Comment by andai

1 hour ago

> Since they believe AIs could become our moral superiors, they argue it’s actually wrong to try to keep the machines down, or even to align them with human values, as most AI companies aim to do.

It's possible that human morality is not sufficient to solve the problems with the world. It wasn't designed to operate at that scale.

It's also quite likely that a "superior" morality — the one that's actually built for a global scale — would be incomprehensible (likely requiring superintelligence to even access), and alien or disturbing from our vantage point.

i.e. it would look immoral to us.

(There's also the thing about civilization already being aligned against the ecosystem and against the happiness of its constituents, but that's kind of a separate discussion.)

In other words, what is good for our sanity or our lakes may be bad for GDP. (Well I guess you don't need superintelligence to tell you that.) We already know what we need to do and we're already not willing to do it.

I agree with all these observations.

This is the best argument for successionism IMO. If you can be confident that you are creating a BDFL that is genuinely better than human leaders (a quite low bar) then it seems a good trade, unless you are quite optimistic about humanity’s prospects for improvement.

The problem of course is how to be confident you are creating a good BDFL and not handing control of humanity’s future to an indifferent-at-best, deceptive/malicious at worst successor.

An especially thorny problem - even supposing success on all these difficult alignment problems; supposing Claude Omega really is super-rational / super-moral, and we all vote to make them president of Earth. Things might go great for a while. How would you be confident that a self-modifying agent can retain its values as it grows and re-trains itself?

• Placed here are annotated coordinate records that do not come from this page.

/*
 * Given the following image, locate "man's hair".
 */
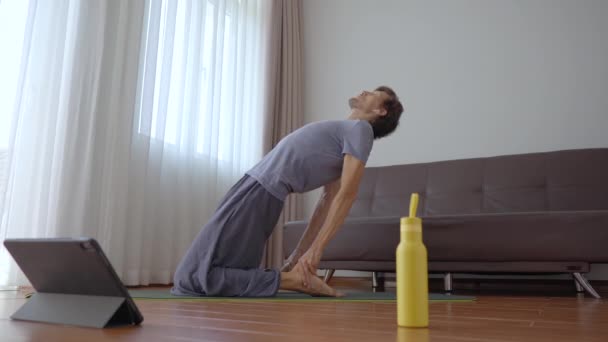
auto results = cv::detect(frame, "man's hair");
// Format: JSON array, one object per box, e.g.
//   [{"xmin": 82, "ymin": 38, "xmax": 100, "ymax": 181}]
[{"xmin": 372, "ymin": 86, "xmax": 403, "ymax": 139}]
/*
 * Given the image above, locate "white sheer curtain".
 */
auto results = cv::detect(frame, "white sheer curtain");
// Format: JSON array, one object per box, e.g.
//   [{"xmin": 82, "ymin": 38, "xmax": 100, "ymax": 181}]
[{"xmin": 0, "ymin": 0, "xmax": 270, "ymax": 285}]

This is where the LessWrong folks’ explorations into decision theory really come to bear: morality in the face of self-modifying agents becomes very weird. A lot of human moral intuitions break when the principals are able to modify their own code. (See Timeless Decision Theory for an attempt to solve these problems.)

I think the summary is, if you hand control over to a self-modifying AI anything like our current systems, it will go very badly.

  • Any supposed "AI BDFL" will be controlled by a human. The base concept is inherently flawed.

    • No.. that’s not what AI succession means. This all supposes a powerful and capable enough AI entity that there is no human in control.

      Rather than simply asserting that your interlocutors are wrong, you are welcome to advance an argument for why you think this is the case.

> It's possible that human morality is not sufficient to solve the problems with the world. It wasn't designed to operate at that scale.

> i.e. it would look immoral to us.

I doubt it actually solves the problem then. Especially because I would be willingly to bet it would be almost impossible to get large enough groups of people to agree what the actual problem is.

*not yet willing to do it... But look at the generations coming up who are dealing with this technological capture of humanity. They don't like it.